To compare books, the researchers use two other tools: word embeddings, a technique that turns words into lists of numbers to reflect their similarity in popular usage, and optimal transport, a framework for calculating the most efficient way of moving objects — or data points — among multiple destinations. 

Word embeddings make it possible to leverage optimal transport twice: first to compare topics within the collection as a whole, and then, within any pair of books, to measure how closely common themes overlap. 

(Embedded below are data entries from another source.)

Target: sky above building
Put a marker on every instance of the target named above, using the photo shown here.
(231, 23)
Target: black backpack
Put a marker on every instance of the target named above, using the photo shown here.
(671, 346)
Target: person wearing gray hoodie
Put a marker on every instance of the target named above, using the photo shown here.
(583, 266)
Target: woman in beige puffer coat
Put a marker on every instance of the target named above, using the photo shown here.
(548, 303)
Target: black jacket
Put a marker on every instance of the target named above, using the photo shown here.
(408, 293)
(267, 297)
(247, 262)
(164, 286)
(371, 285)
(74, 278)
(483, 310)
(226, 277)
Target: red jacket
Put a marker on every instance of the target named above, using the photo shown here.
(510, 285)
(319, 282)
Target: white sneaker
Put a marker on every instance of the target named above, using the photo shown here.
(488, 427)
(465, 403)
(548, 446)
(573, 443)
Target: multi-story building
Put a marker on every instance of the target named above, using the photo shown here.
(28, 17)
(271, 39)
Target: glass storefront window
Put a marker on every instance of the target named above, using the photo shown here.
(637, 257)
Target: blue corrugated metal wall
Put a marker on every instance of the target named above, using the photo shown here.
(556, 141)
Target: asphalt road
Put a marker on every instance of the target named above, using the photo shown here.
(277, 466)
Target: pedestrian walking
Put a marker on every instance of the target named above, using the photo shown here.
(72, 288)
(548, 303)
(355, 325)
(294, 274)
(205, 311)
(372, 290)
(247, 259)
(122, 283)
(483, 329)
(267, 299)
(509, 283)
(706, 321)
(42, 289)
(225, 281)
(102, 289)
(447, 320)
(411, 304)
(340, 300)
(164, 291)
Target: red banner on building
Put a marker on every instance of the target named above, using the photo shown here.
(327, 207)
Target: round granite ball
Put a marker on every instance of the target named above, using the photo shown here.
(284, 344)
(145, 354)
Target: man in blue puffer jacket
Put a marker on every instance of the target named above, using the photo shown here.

The technique works especially well when scanning large collections of books and lengthy documents. In the study, the researchers offer the example of Frank Stockton’s “The Great War Syndicate,” a 19th century American novel that anticipated the rise of nuclear weapons. If you’re looking for a similar book, a topic model would help to identify the dominant themes shared with other books — in this case, nautical, elemental, and martial. 

But a topic model alone wouldn’t identify Thomas Huxley’s 1863 lecture, “The Past Condition of Organic Nature,” as a good match. The writer was a champion of Charles Darwin’s theory of evolution, and his lecture, peppered with mentions of fossils and sedimentation, reflected emerging ideas about geology. When the themes in Huxley’s lecture are matched with Stockton’s novel via optimal transport, some cross-cutting motifs emerge: Huxley’s geography, flora/fauna, and knowledge themes map closely to Stockton’s nautical, elemental, and martial themes, respectively.

Modeling books by their representative topics, rather than individual words, makes high-level comparisons possible. “If you ask someone to compare two books, they break each one into easy-to-understand concepts, and then compare the concepts,” says the study’s lead author Mikhail Yurochkin, a researcher at IBM. 

The result is faster, more accurate comparisons, the study shows. The researchers compared 1,720 pairs of books in the Gutenberg Project dataset in one second — more than 800 times faster than the next-best method.

The technique also does a better job of accurately sorting documents than rival methods — for example, grouping books in the Gutenberg dataset by author, product reviews on Amazon by department, and BBC sports stories by sport. In a series of visualizations, the authors show that their method neatly clusters documents by type.

In addition to categorizing documents quickly and more accurately, the method offers a window into the model’s decision-making process. Through the list of topics that appear, users can see why the model is recommending a document.

The study’s other authors are Sebastian Claici and Edward Chien, a graduate student and a postdoc, respectively, at MIT’s Department of Electrical Engineering and Computer Science and Computer Science and Artificial Intelligence Laboratory, and Farzaneh Mirzazadeh, a researcher at IBM.